There were 48 housing units, of which 0.0% were vacant. The homeowner vacancy rate was 0.0% and the rental vacancy rate was 0.0%.

Racial composition as of the 2020 census
| Race | Number | Percent |
|---|---|---|
| White | 61 | 60.4% |
| Black or African American | 0 | 0.0% |
| American Indian and Alaska Native | 28 | 27.7% |
| Asian | 5 | 5.0% |
| Native Hawaiian and Other Pacific Islander | 0 | 0.0% |
| Some other race | 0 | 0.0% |
| Two or more races | 7 | 6.9% |
| Hispanic or Latino (of any race) | 0 | 0.0% |

===2010 census===

As of the 2010 census the population of Pensacola was 125. The racial and ethnic composition of the population was 78.4% White, 15.2% Native American, 0.8% from some other race and 5.6% from two or more races. 1.6% of the population was Hispanic or Latino of any race.

===2000 census===

As of the census of 2000, there were 71 people, 26 households, and 19 families residing in the town.
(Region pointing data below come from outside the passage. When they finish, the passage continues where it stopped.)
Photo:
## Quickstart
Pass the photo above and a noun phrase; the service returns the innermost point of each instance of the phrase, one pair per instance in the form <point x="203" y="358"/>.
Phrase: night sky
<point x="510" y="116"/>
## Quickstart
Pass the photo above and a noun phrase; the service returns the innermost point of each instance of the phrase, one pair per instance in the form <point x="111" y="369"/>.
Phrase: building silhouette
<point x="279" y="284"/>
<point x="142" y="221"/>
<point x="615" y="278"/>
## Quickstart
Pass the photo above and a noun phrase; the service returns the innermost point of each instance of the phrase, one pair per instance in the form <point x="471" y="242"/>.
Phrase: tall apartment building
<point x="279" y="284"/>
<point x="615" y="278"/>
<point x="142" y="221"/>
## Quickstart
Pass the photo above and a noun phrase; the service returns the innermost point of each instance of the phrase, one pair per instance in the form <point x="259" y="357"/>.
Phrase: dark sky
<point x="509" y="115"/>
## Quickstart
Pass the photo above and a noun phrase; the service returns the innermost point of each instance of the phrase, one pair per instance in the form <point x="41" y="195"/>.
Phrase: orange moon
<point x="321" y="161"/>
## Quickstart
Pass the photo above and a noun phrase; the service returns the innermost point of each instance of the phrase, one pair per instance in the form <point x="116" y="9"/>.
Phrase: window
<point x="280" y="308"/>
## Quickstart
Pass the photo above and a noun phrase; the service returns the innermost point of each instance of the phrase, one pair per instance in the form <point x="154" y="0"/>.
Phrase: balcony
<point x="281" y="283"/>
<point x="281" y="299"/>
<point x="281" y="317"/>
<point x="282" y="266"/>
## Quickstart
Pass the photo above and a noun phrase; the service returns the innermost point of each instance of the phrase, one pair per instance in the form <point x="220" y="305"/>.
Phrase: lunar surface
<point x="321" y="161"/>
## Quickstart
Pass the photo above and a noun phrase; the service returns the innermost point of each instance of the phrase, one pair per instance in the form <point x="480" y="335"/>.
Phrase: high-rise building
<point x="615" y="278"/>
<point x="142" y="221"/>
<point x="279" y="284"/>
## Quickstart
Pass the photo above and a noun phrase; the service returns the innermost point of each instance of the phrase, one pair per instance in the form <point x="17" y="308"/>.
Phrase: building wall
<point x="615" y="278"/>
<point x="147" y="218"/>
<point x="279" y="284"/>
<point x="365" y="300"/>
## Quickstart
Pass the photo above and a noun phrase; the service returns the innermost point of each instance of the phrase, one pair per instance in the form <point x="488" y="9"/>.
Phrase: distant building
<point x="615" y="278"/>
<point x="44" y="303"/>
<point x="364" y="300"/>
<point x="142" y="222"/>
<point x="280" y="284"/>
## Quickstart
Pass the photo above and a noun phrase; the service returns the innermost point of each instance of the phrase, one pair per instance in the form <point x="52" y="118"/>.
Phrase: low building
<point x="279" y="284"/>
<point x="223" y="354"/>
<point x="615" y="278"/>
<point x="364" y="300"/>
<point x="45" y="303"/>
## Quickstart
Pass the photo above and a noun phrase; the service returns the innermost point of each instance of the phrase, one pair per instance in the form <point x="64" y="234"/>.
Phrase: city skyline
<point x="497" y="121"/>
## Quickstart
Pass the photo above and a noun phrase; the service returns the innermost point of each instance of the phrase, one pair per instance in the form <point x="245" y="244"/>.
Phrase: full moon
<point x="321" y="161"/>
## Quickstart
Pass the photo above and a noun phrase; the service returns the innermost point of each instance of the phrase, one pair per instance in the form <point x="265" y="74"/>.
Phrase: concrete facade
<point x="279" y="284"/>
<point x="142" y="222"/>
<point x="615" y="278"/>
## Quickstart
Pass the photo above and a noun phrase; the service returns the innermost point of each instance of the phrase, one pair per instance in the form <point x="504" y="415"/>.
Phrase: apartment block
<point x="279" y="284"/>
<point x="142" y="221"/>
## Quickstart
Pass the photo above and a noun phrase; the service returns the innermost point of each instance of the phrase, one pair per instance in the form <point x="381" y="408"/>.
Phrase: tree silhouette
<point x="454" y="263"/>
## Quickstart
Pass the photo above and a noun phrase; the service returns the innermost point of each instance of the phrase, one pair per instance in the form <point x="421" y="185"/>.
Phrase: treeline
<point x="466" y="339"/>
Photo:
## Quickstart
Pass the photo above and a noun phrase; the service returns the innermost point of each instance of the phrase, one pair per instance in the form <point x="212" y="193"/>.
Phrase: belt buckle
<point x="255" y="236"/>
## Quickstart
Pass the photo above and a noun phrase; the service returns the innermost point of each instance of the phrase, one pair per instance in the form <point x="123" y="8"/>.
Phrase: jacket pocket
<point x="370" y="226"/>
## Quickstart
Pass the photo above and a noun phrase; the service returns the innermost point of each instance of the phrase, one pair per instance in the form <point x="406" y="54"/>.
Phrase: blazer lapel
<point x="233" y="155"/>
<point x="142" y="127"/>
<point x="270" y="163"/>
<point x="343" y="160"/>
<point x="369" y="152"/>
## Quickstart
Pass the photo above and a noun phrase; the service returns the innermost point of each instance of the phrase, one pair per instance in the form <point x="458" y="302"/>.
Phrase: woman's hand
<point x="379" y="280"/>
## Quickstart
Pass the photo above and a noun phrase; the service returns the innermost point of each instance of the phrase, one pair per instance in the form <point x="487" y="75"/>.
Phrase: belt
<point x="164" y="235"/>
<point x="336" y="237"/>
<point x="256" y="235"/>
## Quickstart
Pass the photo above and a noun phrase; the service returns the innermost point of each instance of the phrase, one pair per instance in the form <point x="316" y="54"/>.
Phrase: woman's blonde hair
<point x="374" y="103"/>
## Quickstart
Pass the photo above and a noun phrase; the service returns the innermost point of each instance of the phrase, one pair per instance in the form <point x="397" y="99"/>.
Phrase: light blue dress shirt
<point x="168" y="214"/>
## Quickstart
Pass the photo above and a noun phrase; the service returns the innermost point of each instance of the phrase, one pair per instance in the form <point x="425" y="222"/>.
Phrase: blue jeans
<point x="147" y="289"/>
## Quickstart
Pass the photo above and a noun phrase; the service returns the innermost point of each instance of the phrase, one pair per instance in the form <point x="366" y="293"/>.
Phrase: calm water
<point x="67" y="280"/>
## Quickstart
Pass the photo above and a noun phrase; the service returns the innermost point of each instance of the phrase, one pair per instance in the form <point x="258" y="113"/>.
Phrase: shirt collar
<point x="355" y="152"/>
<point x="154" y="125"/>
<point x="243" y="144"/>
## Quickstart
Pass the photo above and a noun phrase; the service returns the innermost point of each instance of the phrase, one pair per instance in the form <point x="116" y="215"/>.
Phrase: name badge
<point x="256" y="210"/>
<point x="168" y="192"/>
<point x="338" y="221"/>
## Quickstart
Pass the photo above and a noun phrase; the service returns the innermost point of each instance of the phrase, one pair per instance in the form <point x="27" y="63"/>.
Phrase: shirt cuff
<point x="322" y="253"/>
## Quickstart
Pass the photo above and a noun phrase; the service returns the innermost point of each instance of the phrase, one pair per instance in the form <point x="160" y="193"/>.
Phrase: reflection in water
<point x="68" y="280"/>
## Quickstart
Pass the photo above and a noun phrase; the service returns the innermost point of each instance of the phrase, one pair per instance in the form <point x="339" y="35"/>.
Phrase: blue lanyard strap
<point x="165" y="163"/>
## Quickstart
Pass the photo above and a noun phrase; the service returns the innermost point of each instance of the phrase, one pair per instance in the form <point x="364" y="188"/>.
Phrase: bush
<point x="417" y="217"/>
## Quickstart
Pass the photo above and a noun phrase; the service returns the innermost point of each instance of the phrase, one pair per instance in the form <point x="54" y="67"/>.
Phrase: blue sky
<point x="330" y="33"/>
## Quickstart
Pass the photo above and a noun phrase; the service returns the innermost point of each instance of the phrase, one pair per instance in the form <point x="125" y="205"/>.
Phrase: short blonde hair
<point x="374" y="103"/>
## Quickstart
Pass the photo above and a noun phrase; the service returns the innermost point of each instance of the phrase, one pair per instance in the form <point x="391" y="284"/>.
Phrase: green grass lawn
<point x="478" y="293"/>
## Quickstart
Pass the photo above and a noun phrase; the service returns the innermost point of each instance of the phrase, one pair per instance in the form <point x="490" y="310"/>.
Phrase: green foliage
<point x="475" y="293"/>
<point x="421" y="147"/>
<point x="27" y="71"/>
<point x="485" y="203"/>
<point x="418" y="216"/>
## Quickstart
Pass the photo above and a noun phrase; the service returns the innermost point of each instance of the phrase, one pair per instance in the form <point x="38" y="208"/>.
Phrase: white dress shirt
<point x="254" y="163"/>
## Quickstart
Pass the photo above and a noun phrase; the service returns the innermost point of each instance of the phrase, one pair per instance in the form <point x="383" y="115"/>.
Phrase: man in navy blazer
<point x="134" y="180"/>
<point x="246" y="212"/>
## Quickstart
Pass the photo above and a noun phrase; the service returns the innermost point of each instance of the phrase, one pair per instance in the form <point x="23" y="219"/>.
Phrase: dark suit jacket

The population density was 497.6 PD/sqmi. There were 31 housing units at an average density of 217.2 /sqmi. The racial makeup of the town was 76.06% White, 12.68% Native American, and 11.27% from two or more races.

There were 26 households, out of which 46.2% had children under the age of 18 living with them, 57.7% were married couples living together, 11.5% had a female householder with no husband present, and 26.9% were non-families. 23.1% of all households were made up of individuals, and 7.7% had someone living alone who was 65 years of age or older. The average household size was 2.73 and the average family size was 3.21.

In the town, the population was spread out, with 32.4% under the age of 18, 4.2% from 18 to 24, 33.8% from 25 to 44, 23.9% from 45 to 64, and 5.6% who were 65 years of age or older. The median age was 36 years. For every 100 females, there were 136.7 males. For every 100 females age 18 and over, there were 140.0 males.

The median income for a household in the town was $28,750, and the median income for a family was $46,250. Males had a median income of $19,583 versus $23,750 for females. The per capita income for the town was $14,102. There were 14.3% of families and 31.7% of the population living below the poverty line, including 75.0% of under eighteens and none of those over 64.
==Education==
It is in the Adair Public Schools school district.